Effects of nitric oxide on morphology of isolated cochlear outer hair cells: possible involvement in sensorineural hearing loss.

作者信息

Jung Timothy T K, Llaurado Raymund J, Nam Boo Hyun, Park Seong Kook, Kim Paul D, John Earnest O

机构信息

Division of Otolaryngology-Head and Neck Surgery, Loma Linda University School of Medicine, and Jerry L. Pettis Memorial Veterans Medical Center, Loma Linda, California, USA.

出版信息

Otol Neurotol. 2003 Jul;24(4):682-5. doi: 10.1097/00129492-200307000-00025.

Abstract

HYPOTHESIS

One of the inflammatory mediators of otitis media, nitric oxide, can damage cochlear outer hair cells.

BACKGROUND

Free radicals, including nitric oxide, have been detected in middle ear effusion. Increasing evidence implicates free radicals in the pathogenesis of otitis media and possibly in the development of sensorineural hearing loss.

METHODS

Isolated outer hair cells from adult chinchilla cochlea were exposed to standard bathing solution (Control Group 1) or the nitric oxide-producing compounds, S-nitroso-N-acetyl, l-penicillamine (1-1.5 mg/ml, Experimental Group 1) or 3-morpholinosynonimine (1-1.5 mg/ml, Experimental Group 2). Since nitric oxide is readily converted to nitrite and nitrate in vivo, a second control group using sodium nitrite was used to separate potential effects of nitric oxide from nitrite (Control Group 2). All experiments were performed at an osmolality of 305 +/- 5 mOsm at room temperature, and with exposure time up to 90 minutes.
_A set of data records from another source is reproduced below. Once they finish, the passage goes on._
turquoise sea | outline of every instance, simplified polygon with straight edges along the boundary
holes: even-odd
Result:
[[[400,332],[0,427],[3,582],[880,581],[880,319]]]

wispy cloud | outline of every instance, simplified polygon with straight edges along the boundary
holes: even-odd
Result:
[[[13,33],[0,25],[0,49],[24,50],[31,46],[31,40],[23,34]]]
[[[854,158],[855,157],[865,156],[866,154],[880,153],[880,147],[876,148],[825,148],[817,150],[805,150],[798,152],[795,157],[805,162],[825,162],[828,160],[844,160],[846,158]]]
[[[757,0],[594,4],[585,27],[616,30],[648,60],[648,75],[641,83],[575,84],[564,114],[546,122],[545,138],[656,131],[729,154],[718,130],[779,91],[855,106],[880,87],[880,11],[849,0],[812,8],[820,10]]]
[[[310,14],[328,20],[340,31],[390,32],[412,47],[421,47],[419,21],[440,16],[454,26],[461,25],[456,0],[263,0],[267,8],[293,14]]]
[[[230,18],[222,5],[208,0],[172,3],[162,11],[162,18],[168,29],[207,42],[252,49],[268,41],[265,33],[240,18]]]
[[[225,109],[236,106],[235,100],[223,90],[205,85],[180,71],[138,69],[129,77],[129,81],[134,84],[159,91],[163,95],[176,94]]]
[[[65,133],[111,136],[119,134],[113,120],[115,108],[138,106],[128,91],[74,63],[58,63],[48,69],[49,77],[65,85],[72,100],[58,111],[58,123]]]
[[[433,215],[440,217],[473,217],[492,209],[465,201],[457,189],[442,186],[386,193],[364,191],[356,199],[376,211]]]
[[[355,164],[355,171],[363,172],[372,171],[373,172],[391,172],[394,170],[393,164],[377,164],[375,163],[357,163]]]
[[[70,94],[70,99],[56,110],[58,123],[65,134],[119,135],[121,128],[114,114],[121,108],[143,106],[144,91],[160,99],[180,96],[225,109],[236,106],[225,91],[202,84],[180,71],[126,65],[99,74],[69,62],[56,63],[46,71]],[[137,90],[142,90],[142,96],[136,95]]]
The cells were observed using an inverted microscope, and the images were recorded and analyzed on the IMAGE Pro-Plus program.

RESULTS

Outer hair cells exposed to either standard bathing solution or sodium nitrite (Control Groups 1 and 2) showed no significant change in cell shape or length. Cells exposed to S-nitroso-N-acetyl and l-penicillamine or 3-morpholinosynonimine exhibited ballooning and significant shortening in mean cell length (p < 0.01).

CONCLUSION

This study demonstrates that exposure to nitric oxide causes irreversible morphologic changes in isolated outer hair cells, suggesting possible involvement of nitric oxide radical in the development of sensorineural hearing loss as a sequela of chronic otitis media.

摘要

假说

中耳炎的炎症介质之一一氧化氮可损害耳蜗外毛细胞。

背景

包括一氧化氮在内的自由基已在中耳积液中被检测到。越来越多的证据表明自由基参与了中耳炎的发病机制,并且可能与感音神经性听力损失的发生有关。

方法

将成年龙猫耳蜗分离出的外毛细胞暴露于标准浴液(对照组1)或产生一氧化氮的化合物,即S-亚硝基-N-乙酰-L-青霉胺(1-1.5mg/ml,实验组1)或3-吗啉代-synonimine(1-1.5mg/ml,实验组2)。由于一氧化氮在体内易转化为亚硝酸盐和硝酸盐,因此使用亚硝酸钠作为第二个对照组,以区分一氧化氮和亚硝酸盐的潜在影响(对照组2)。所有实验均在室温下渗透压为305±5mOsm的条件下进行,暴露时间长达90分钟。使用倒置显微镜观察细胞,并在IMAGE Pro-Plus程序上记录和分析图像。

结果

暴露于标准浴液或亚硝酸钠的外毛细胞(对照组1和2)在细胞形状或长度上无明显变化。暴露于S-亚硝基-N-乙酰-L-青霉胺和3-吗啉代-synonimine的细胞出现肿胀,平均细胞长度显著缩短(p<0.01)。

结论

本研究表明,暴露于一氧化氮会导致分离的外毛细胞发生不可逆的形态学变化,提示一氧化氮自由基可能参与慢性中耳炎后遗症感音神经性听力损失的发生。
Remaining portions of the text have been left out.